L’intérêt et l’opportunité de cette démarche pouvaient être soulevés compte tenu de l’important contentieux qui existe en cette matière et de la discordance manifeste régnant au sein des juridictions françaises, qui se révèle par une proportion quasi-égalitaire de décisions rendues tant en faveur des bailleurs (48%) que des preneurs (52%)[1].

 

L’apport d’une interprétation de la Cour de cassation semblait impératif.

 

La Haute juridiction en a toutefois décidé autrement puisqu’à la faveur de l’extinction de l’instance originelle, elle a considéré, le 6 octobre dernier, qu’il n’y avait pas lieu à avis[2].

 

Si cette position fait preuve de bon sens à l’échelle de l’action originelle, elle n’en reste pas moins surprenante puisqu’aucun fondement juridique n’impose le dessaisissement de la Cour à la suite de l’extinction de l’instance initiatrice de la saisine pour avis.

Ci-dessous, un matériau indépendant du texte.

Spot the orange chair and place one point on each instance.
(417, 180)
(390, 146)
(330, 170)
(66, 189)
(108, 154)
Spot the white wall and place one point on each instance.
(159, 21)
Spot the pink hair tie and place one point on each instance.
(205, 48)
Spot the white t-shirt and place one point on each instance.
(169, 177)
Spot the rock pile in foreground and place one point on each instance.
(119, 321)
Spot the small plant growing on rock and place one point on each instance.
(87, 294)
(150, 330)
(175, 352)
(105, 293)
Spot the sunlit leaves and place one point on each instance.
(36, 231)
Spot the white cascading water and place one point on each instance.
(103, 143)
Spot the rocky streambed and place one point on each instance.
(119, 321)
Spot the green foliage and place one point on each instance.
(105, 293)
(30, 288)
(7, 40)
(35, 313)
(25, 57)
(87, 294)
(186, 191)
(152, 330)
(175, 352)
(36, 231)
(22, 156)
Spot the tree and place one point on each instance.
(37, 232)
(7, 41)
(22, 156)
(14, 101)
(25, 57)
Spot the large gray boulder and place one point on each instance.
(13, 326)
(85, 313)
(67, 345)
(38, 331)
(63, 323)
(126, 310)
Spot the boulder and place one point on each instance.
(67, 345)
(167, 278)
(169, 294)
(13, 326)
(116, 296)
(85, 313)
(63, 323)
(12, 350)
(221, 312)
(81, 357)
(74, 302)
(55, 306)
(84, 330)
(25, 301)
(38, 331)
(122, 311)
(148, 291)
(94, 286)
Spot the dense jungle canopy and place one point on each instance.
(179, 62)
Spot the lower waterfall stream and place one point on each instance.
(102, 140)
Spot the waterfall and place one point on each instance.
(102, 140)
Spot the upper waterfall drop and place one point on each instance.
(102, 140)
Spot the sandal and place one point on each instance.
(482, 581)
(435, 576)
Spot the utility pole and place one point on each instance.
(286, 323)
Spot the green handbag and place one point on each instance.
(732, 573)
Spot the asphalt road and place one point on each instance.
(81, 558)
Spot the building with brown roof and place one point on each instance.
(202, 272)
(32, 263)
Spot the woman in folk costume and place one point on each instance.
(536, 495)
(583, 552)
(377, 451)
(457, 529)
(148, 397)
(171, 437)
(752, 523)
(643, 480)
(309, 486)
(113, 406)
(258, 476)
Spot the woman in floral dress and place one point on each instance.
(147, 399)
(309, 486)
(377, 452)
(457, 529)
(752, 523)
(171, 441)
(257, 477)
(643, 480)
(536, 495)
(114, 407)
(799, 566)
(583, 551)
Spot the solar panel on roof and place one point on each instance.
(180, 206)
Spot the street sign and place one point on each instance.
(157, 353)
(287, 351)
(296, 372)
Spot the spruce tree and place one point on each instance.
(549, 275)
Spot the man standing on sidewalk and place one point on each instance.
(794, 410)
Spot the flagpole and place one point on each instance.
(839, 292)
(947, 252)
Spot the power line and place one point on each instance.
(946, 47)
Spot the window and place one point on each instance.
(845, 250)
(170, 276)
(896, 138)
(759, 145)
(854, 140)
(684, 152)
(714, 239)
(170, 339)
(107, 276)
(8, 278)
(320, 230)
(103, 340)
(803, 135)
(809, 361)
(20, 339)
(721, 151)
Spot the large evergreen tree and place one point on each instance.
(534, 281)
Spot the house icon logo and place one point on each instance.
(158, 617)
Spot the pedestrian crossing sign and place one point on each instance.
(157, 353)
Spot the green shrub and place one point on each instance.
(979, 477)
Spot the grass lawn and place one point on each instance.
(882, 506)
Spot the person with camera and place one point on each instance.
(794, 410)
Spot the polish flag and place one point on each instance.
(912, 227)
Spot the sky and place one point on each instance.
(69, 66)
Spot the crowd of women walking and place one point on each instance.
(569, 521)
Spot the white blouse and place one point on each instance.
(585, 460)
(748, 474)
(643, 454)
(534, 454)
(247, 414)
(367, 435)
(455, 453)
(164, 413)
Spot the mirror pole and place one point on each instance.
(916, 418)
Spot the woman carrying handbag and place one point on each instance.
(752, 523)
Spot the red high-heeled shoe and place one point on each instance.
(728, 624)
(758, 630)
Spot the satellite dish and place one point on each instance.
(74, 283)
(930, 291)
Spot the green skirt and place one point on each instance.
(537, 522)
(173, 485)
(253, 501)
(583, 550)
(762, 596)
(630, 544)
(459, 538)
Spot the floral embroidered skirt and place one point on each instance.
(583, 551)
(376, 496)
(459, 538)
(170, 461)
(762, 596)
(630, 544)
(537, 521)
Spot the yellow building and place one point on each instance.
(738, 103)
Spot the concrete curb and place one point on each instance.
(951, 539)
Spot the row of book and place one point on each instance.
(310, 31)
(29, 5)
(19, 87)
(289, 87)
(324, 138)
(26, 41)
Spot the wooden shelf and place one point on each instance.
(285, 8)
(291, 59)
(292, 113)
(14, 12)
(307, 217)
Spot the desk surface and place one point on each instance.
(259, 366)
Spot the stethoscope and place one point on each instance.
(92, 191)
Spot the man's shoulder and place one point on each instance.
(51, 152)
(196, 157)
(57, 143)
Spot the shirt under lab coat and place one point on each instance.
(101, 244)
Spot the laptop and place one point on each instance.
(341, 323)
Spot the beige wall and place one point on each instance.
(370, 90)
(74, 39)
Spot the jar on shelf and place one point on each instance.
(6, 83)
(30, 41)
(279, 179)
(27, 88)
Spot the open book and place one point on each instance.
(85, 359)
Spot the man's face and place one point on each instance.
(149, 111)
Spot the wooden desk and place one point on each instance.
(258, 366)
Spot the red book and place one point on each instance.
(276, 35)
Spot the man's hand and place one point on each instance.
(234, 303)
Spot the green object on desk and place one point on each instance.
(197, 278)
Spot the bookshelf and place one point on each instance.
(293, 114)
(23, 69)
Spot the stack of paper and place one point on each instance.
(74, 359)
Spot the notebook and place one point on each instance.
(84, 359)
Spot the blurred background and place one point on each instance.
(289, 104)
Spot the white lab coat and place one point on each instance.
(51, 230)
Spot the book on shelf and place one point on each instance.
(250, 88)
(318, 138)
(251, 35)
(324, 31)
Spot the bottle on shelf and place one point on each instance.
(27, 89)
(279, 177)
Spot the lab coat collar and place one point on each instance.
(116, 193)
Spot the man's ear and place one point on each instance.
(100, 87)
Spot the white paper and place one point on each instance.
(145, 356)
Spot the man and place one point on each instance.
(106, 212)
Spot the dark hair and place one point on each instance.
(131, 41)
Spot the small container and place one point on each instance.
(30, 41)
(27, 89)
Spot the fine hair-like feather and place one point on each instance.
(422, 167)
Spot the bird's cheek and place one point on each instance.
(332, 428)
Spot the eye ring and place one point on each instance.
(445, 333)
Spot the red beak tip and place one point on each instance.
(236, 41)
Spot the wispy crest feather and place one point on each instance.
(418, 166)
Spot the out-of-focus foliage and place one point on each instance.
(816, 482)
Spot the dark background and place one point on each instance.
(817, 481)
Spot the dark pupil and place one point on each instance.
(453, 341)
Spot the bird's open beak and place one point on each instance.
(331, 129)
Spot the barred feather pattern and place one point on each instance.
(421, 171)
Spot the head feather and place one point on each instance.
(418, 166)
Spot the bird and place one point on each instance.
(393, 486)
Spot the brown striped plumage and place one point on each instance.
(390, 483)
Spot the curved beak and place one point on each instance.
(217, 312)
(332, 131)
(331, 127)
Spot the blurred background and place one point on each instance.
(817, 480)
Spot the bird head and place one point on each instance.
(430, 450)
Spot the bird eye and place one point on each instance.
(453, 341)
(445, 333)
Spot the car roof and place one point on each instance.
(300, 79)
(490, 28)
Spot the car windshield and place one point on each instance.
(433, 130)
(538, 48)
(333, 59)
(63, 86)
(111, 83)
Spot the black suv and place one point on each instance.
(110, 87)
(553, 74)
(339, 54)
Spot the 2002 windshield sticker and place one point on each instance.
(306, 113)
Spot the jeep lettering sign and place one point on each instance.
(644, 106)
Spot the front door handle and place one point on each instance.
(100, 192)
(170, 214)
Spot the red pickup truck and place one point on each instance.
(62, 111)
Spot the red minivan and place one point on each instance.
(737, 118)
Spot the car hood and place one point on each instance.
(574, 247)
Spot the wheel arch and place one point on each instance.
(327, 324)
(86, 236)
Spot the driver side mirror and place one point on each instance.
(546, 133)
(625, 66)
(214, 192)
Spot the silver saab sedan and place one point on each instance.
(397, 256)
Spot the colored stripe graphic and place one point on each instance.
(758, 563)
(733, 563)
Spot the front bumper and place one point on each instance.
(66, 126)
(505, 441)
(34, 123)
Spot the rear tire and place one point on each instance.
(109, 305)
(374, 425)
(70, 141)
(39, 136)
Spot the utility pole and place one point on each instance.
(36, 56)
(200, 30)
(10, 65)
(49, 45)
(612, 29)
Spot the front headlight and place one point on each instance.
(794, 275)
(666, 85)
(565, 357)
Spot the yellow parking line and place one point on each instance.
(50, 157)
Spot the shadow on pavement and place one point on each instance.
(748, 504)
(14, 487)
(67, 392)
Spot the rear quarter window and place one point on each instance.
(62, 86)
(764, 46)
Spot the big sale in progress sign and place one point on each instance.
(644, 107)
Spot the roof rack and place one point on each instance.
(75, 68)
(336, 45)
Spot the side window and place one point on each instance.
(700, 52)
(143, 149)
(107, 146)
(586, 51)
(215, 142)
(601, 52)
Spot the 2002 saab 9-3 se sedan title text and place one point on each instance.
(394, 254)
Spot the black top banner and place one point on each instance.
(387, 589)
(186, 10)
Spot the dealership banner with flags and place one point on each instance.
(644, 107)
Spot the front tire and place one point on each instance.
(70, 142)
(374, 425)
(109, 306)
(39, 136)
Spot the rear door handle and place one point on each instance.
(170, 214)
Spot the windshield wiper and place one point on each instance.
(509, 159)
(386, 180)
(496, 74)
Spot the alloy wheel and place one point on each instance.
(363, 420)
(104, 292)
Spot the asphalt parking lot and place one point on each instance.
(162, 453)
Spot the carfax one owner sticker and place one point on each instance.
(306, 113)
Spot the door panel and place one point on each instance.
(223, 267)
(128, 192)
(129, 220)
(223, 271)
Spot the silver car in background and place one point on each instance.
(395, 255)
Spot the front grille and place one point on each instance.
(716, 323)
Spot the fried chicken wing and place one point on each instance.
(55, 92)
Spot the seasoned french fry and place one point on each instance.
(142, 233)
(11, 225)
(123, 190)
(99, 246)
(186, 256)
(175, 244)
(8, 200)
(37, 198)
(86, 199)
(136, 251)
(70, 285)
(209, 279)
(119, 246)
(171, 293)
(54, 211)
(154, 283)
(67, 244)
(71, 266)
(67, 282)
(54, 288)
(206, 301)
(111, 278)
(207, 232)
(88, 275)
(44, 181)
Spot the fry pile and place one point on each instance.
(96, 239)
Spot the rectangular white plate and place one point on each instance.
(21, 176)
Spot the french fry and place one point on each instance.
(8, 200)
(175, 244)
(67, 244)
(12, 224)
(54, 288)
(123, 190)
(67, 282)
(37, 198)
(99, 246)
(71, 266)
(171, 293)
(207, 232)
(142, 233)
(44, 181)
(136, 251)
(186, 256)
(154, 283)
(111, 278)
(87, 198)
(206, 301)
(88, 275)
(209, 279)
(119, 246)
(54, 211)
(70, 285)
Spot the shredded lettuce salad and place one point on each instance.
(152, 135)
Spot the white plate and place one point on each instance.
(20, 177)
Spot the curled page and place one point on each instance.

Les trois questions formulées par le tribunal judiciaire de Chartres présentaient d’ailleurs tous les critères de recevabilité exigés par les articles L. 441-1 du code de l’organisation judiciaire et 1031-1 du code de procédure civile.

 

Alors que l’intérêt de saisir pour avis la Cour de cassation est de réduire les ambiguïtés juridiques, la Haute juridiction s’est volontairement abstenue d’aiguiller les juges du fonds sur les moyens juridiques recevables en la matière et n’a pas su ou voulu répondre à l’urgence de la situation.

 

La question du sort du bail commercial et de l’exigibilité des loyers pendant les périodes d’interdiction de réception du public reste donc en suspens alors que la situation sanitaire et ses enjeux économiques justifiaient pourtant qu’il soit mis fin à l’incertitude jurisprudentielle actuelle.

 

 

 

[1] P. JACQUOT, J. MARTINEZ, Les loyers Covid (MAJ n°4), Cabinet Fidal,12 octobre 2021

[2]  Avis du 6 octobre 2021, n°K 21-70.013

 

 

Pour toute information, contactez Aurélie Pouliguen-Mandrin (pouliguen@pechenard.com)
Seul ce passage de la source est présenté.